None of Mintz’s other chapters is quite as satisfying as the three devoted to sugar. Still, this is a book whose bibliography includes monographs entitled Private Tooth Decay as Public Economic Virtue and tomes such as The History and Social Influence of the Potato–so the rest of it is still loaded with nuggets worth finding. The dominance of Coke, for example, in the cola wars may date to the influence of Gen. George Marshall (a Southerner), who was able to get Coca-Cola (Atlanta-based) exempted from the wartime rationing of sugar. As a result, 64 bottling plants were built in both theaters of battle, and 148 bottling technicians served there. Three bottlers gave their lives for their country.

Toward the end of the book, Mintz tells a story about offhandedly mentioning in a lecture that America has no “cuisine.” The students’ reaction was swift and contentious, as if their feelings had been hurt. Mintz seems puzzled, musing that it wasn’t as though he’d said America had no literature. But it does hit a nerve, so Mintz spends his last chapter pondering the question of whether America has a cuisine after all.

He answers with an academic distinction. “Regional cuisines,” Mintz says, are “authentic” because they use “local ingredients” and involve “a community of people who eat it, cook it, have opinions about it, and engage in dialogue involving those opinions.” On the other hand, “national cuisines” are largely artificial constructs: You won’t find a “French” restaurant in France for obvious reasons. The blue-plate specials typically offered as “American cuisine”–hamburgers, pizza, fried chicken, baked beans, hot dogs–aren’t worth considering, Mintz says, despite such “irrepressible enthusiasts” as Edna Lewis and Betty Fussell. (His nouns in this chapter do begin to grate.) He then concludes: “I don’t think anyone wants to call that array a cuisine.” (That’s right, “array.”)

Mintz dismisses our regional cuisines–New England, Southern, Cajun, Pennsylvania Dutch–because they have been ruined by the environmental impact of overfishing local stocks, and by ferocious marketing that dilutes their “authenticity” and ends in “bowdlerization.” But this is food, which means that it’s not easy for all “irrepressible enthusiasts” to sit still and listen. Mintz means to start an argument, to lay out a polemic, but what’s nettlesome is not his answer but the question.
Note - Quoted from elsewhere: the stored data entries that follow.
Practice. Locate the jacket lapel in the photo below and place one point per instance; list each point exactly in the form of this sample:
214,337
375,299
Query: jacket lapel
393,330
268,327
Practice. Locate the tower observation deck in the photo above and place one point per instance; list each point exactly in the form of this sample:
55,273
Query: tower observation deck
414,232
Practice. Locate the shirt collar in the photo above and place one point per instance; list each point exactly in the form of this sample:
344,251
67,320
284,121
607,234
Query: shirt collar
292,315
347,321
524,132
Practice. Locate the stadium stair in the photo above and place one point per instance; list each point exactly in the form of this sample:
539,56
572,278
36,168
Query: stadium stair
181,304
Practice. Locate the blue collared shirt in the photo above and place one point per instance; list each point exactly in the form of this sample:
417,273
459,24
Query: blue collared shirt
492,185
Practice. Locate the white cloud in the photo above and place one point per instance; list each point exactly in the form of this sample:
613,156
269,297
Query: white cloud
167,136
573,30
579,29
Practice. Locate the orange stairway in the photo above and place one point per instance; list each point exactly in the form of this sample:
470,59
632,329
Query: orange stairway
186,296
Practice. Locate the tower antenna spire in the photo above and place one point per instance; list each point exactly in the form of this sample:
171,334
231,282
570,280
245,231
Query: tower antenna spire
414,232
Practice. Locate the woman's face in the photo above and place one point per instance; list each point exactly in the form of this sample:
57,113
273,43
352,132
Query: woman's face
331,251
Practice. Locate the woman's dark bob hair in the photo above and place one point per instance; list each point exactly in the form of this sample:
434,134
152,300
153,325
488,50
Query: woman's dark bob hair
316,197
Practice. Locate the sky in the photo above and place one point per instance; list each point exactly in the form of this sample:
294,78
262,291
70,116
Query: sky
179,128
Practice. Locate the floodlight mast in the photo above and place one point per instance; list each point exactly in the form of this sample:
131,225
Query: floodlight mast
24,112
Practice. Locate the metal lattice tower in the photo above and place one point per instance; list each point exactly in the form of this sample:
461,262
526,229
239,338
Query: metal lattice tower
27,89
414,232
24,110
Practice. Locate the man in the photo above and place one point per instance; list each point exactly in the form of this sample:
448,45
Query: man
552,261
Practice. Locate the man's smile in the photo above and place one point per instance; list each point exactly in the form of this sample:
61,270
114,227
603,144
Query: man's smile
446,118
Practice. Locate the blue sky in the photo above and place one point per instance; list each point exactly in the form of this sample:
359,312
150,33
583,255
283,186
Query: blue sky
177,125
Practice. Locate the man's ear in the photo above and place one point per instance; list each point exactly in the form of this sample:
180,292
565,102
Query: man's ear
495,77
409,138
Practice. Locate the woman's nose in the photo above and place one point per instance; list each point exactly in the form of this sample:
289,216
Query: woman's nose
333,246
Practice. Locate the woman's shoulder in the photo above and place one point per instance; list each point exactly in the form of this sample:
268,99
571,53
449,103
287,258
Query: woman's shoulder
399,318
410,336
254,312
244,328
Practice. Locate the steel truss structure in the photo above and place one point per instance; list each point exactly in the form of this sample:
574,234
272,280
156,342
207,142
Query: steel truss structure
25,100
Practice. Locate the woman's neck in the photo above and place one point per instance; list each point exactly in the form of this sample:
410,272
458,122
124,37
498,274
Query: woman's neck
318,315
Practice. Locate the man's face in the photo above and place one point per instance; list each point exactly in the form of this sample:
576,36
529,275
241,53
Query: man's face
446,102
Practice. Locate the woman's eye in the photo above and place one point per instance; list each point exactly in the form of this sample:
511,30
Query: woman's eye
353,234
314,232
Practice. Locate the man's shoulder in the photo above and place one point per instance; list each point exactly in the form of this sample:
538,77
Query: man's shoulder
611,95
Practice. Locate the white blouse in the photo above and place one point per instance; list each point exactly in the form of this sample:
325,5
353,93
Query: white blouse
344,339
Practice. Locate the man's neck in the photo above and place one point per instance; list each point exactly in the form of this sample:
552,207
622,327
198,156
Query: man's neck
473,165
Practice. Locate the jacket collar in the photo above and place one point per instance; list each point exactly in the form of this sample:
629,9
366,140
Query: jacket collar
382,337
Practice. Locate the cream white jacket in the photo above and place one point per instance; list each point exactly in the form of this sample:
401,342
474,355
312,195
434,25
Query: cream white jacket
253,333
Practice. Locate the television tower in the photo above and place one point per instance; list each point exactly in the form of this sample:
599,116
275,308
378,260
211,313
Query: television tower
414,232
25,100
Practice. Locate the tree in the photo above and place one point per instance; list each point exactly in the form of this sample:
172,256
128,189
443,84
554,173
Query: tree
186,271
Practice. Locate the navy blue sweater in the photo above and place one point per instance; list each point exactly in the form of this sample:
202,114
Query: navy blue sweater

If cuisines emerge organically over time from rooted people, then why pose the question about a people who have come to epitomize rootlessness?

Instead, he might have consulted the works of J.B. Jackson, the architecture critic who observed that most American architecture isn’t meant to last. Americans throw up office parks and strip malls one year, tear them down the next, and build something else. So to judge America’s fleeting architecture by Europe’s canonical standards is preposterous. Ditto with food. Americans make no time for dialogue, much less cuisine. They’re scouting out new food fads, scarfing them down, and then rooting about for the next one. Had a blackened redfish lately? Probably not. Paul Prudhomme was so 1989. Enjoy this year’s mesclun salads. The end is nigh.

Even Mintz senses the bathos of ending his book on such a weak note. So he tacks on different ending by turning, in his own words, to “an unbelievably grim scenario.” He cites one of those suspiciously Malthusian studies forecasting a biblical future of scarce water, arid fields, and a desperately hungry America. Then he … well, surprisingly, he *moralizes.* Mintz suggests that “consumption gluttony” will prompt another Operation Desert Storm, but this time for meat. “Its effects on American moral integrity,” he intones, “would be utterly disastrous.” Worse, “we might let our obsessive notions of individual freedom destroy our democracy.” Oh, for the restraint of Detective Young.